From: | Alvaro Herrera <alvherre(at)alvh(dot)no-ip(dot)org> |
---|---|
To: | Amit Kapila <amit(dot)kapila16(at)gmail(dot)com>, "Zhijie Hou (Fujitsu)" <houzj(dot)fnst(at)fujitsu(dot)com> |
Cc: | Pg Hackers <pgsql-hackers(at)lists(dot)postgresql(dot)org>, Gabriele Bartolini <gabriele(dot)bartolini(at)enterprisedb(dot)com> |
Subject: | Re: crash with synchronized_standby_slots |
Date: | 2024-12-03 17:04:49 |
Message-ID: | 202412031704.thc75krypvts@alvherre.pgsql |
Views: | Raw Message | Whole Thread | Download mbox | Resend email |
Thread: | |
Lists: | pgsql-hackers |
On 2024-Nov-29, Amit Kapila wrote:
> I tried it on my Windows machine and noticed that ReplicationSlotCtl
> is NULL for syslogger, so the problem doesn't occur. The reason is
> that we don't attach to shared memory in syslogger, so ideally
> ReplicationSlotCtl should be NULL. Because we inherit everything
> through the fork for Linux systems and then later for processes that
> don't want to attach to shared memory, we call PGSharedMemoryDetach()

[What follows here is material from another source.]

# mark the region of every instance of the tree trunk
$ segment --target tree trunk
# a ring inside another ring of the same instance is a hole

> from postmaster_child_launch(). The PGSharedMemoryDetach won't
> reinitialize the memory pointed to by ReplicationSlotCtl, so, it would
> be an invalid memory.
Heh, interesting. I'm not sure if we should try to do something about
invalid pointers being left around after shmem initialization. Also, is
this the first GUC check_hook that needs to take an LWLock?
Anyway, I have pushed this.
BTW it occurs to me that there might well be some sort of thundering
herd problem if every process needs to run the check_hook when a SIGHUP
is broadcast, and they'll all be waiting on that particular lwlock and
run the same validation locally again and again. I bet if you have a
few thousand backends (hi Jakub! [1]) it's problematic. Maybe we need a
different way to validate the GUC, but I don't know what that might be;
but doing the validation once and storing the result in shmem might be
better.
On 2024-Nov-29, Zhijie Hou (Fujitsu) wrote:
> I can also reproduce this bug and confirmed that the bug is fixed
> after applying the patch. In addition to the regression tests, I also
> manually tested the behavior of the postmaster, walsender, and user
> backend after reloading the configuration, and they all work as
> expected.
Many thanks for testing!
[1] https://postgr.es/m/CAKZiRmwrBjCbCJ433wV5zjvwt_OuY7BsVX12MBKiBu+eNZDm6g@mail.gmail.com
--
Álvaro Herrera PostgreSQL Developer — https://www.EnterpriseDB.com/
"I apologize for the confusion in my previous responses.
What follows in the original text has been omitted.